Siete stati indisponenti, dispettosi, fastidiosi: a parere mio, quindi, perfetti.
Vi siete dati un nome: “Ultima Generazione”, perché se l’umanità non invertirà il suo modello di sviluppo, non ci saranno altre generazioni che potranno vivere in un mondo come lo conosciamo oggi in Occidente.
Voi ieri avete disturbato le complicità del palazzo con un’azione colorata e senza danni al patrimonio artistico; però siete giovani, irriverenti e zeppi di fantasia: quindi il bersaglio perfetto per gente che vive di idee che hanno portato al collasso climatico e ambientale il nostro Pianeta.
Potrebbero perdonarvi un furto, uno stupro, una bancarotta fraudolenta, uno sversamento in mare, ma non vi perdoneranno mai di avere degli ideali che loro hanno perso fra i banchi di scuola. Nessuno vi perdonerà per aver lottato per qualcosa di così grande che va oltre voi stessi, e in qualche modo favorisce anche chi oggi vi attacca in modo così osceno.
Ve lo dico con il cuore già oltre l’ostacolo: ragazze, ragazzi, continuate così. Fracassate la pazienza degli immobili, siate irritanti, molesti e seccanti verso ogni legislazione carente.
Disequilibrate i conniventi, fate lo sgambetto ai correi, sbilanciate a terra chi dice “non possiamo farci niente” e continuate a indisporre chi volutamente non si occupa del cambiamento climatico preferendo trasformarsi in un tappetino verso gli inquinanti.
Chi inquina poi vota, invece gli alberi non si recano ai seggi elettorali. Per questo il potere preferisce gli oli esausti ai sogni.
La Contessa ieri si scandalizzava per il sangue con cui gli operai “han sporcato i cortili e le porte, chissà quanto tempo ci vorrà per pulire”, e oggi si scandalizza per un barattolo di vernice lavabile gettato contro il palazzo che rappresenta il lordume dell’inazione contro il cambiamento climatico.
Insomma: dimmi per cosa ti scandalizzi e ti dirò chi sei.
Ragazze, ragazzi, continuate a pretendere un mondo vivibile – e non soltanto a chiederlo per favore – e un giorno vi ringrazieranno anche tutti quelli che oggi non capiscono e vi inzuppano d’odio.
Ragazze, ragazzi, non togliete mai il cappello di fronte a chi male vi giudica, e tenete sempre in punta di lancia sogni colorati come la vernice e l’arcobaleno.
Ragazze, ragazzi, non preoccupatevi di chi oggi non comprende e vi attacca.

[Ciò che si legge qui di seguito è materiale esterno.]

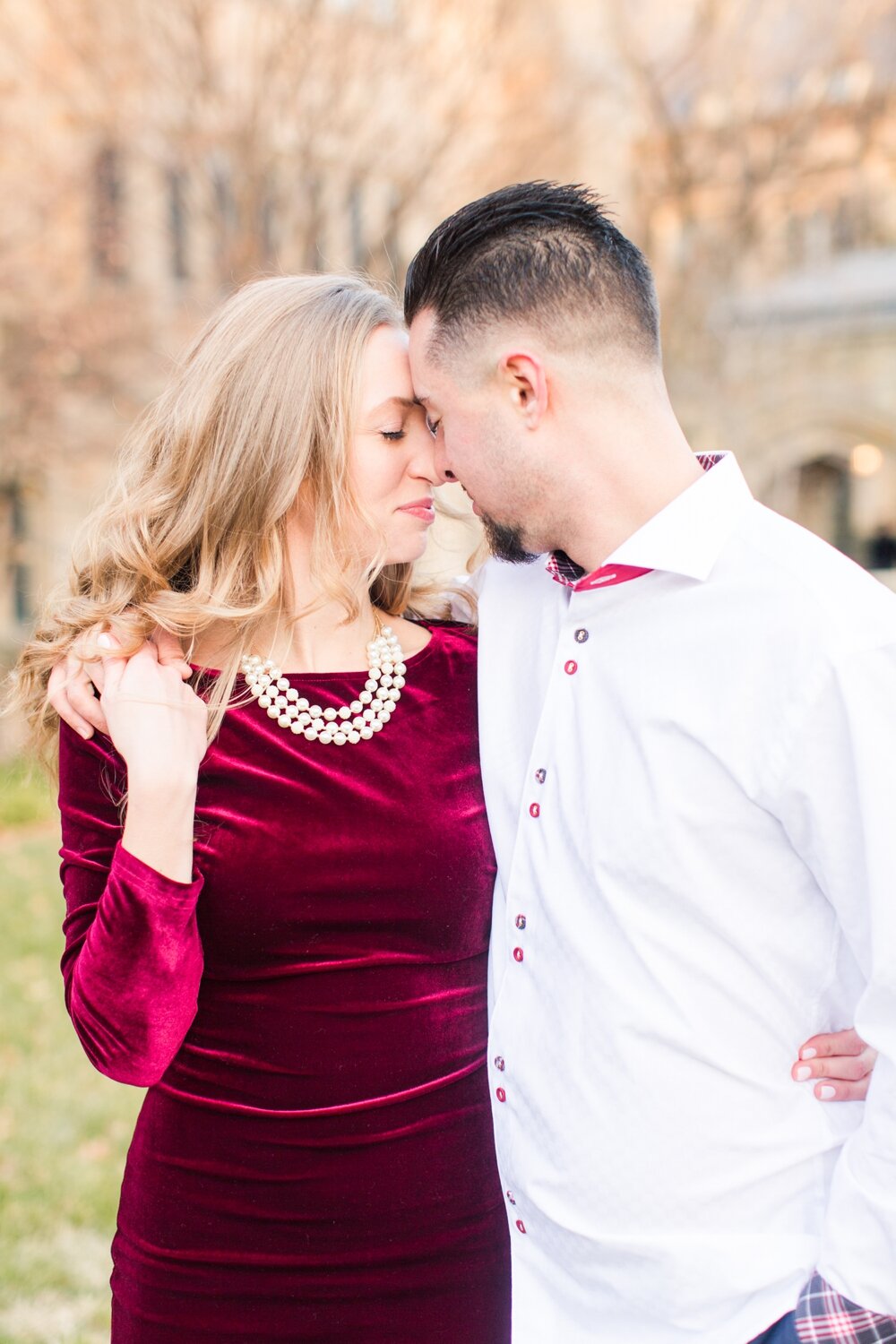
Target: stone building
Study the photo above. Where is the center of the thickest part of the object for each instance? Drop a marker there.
(774, 239)
(158, 152)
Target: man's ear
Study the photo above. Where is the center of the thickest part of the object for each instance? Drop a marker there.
(525, 382)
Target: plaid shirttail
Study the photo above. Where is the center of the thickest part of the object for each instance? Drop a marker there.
(825, 1317)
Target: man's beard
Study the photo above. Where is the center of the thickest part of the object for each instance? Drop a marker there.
(505, 542)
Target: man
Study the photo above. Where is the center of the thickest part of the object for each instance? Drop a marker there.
(689, 760)
(680, 774)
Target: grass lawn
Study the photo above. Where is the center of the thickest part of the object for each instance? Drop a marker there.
(64, 1128)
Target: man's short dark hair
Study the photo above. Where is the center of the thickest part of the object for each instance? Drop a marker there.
(540, 252)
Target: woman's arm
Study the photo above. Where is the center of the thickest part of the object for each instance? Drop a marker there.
(134, 960)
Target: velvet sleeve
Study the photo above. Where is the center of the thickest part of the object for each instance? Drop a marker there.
(132, 960)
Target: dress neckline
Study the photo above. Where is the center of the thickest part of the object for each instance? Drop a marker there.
(411, 660)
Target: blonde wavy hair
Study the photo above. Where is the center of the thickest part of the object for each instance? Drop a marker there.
(194, 529)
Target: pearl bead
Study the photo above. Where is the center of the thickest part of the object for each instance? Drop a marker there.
(354, 722)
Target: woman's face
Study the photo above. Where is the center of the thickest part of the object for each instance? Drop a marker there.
(392, 462)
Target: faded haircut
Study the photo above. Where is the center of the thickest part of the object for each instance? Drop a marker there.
(543, 253)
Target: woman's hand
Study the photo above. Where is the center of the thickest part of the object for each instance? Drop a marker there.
(840, 1061)
(158, 723)
(72, 685)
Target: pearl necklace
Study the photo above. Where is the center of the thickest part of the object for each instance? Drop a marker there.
(354, 722)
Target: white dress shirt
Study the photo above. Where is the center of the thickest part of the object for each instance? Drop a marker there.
(691, 781)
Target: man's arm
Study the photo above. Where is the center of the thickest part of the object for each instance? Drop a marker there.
(836, 797)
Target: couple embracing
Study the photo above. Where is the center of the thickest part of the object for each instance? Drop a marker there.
(466, 960)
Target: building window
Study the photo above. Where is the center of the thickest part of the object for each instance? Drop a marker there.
(13, 532)
(109, 247)
(177, 223)
(357, 226)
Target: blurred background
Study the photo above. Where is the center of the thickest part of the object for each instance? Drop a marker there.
(155, 153)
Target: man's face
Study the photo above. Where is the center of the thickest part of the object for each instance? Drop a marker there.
(477, 444)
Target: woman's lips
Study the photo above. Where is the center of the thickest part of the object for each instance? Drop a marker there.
(419, 508)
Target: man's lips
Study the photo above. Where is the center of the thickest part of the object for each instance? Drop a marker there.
(476, 507)
(424, 510)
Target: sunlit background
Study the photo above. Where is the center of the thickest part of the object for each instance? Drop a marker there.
(155, 153)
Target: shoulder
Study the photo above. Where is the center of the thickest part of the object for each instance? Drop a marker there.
(452, 634)
(812, 589)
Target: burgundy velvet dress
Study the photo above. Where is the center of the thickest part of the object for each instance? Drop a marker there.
(314, 1160)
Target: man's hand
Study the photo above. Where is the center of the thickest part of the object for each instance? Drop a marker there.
(72, 685)
(840, 1061)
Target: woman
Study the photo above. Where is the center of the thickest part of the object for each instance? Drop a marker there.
(287, 943)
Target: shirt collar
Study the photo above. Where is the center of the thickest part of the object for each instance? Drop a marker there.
(683, 538)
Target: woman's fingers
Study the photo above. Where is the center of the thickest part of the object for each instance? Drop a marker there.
(70, 693)
(833, 1043)
(840, 1062)
(169, 652)
(839, 1090)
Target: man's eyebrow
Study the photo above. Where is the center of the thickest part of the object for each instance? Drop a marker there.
(406, 402)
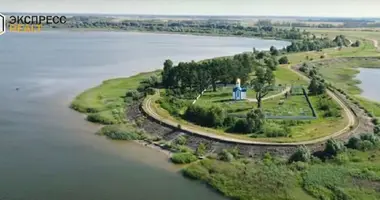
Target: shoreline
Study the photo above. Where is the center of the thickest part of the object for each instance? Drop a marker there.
(162, 33)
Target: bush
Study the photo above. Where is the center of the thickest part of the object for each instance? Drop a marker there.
(229, 121)
(201, 149)
(120, 132)
(210, 117)
(353, 143)
(134, 94)
(101, 118)
(376, 130)
(181, 140)
(241, 126)
(302, 154)
(183, 158)
(275, 130)
(375, 121)
(225, 155)
(366, 145)
(197, 172)
(283, 60)
(333, 147)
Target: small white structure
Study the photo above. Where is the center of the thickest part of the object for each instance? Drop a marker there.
(239, 93)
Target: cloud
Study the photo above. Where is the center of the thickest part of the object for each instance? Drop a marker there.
(334, 8)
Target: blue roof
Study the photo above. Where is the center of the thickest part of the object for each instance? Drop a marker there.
(240, 89)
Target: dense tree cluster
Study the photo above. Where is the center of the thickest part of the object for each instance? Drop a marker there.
(197, 76)
(341, 41)
(356, 44)
(316, 87)
(316, 44)
(211, 26)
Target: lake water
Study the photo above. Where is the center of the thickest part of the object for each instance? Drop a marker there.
(48, 151)
(370, 83)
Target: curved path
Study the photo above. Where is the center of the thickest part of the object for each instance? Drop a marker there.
(287, 89)
(147, 108)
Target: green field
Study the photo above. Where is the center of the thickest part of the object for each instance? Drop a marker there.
(105, 103)
(352, 175)
(342, 74)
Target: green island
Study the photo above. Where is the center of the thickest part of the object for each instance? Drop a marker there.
(294, 95)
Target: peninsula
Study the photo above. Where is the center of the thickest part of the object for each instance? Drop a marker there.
(278, 124)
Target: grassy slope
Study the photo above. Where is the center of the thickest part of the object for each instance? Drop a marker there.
(354, 173)
(105, 103)
(342, 74)
(317, 128)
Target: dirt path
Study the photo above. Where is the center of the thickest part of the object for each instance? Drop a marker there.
(375, 43)
(147, 108)
(287, 89)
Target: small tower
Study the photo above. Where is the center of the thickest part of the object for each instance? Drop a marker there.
(238, 93)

Chi oggi si scandalizza sono le stesse persone che ritroviamo infastidite da uno sciopero, da una manifestazione qualsiasi, da un blocco stradale, dai sindacati, da un questuante, da una ONG che sbarca senza permesso bollato, da qualunque cosa o persona che per il solo fatto di esistere li obblighi a scegliere da che parte stare, a renderlo evidente, a esserci, a non sottrarsi.
Come siete belli, giovani e forti. Indisponenti, provocatori e molesti. Vi amerò per sempre.
Queste ragazze e ragazzi hanno smosso l’attenzione mediatica, sono riusciti a inventarsi una protesta che senza arrecare danno alle cose, ha obbligato al sussulto chi dormiva beato, al calduccio del torpore complice.
Ragazze, ragazzi, vi stimo perché vi siete inventati una protesta libera, colorata, rivolta contro chi dovrebbe prendere provvedimenti in favore del clima – e dunque dell’umanità – ma non lo fa perché del resto non si può essere la soluzione se si è parte del problema.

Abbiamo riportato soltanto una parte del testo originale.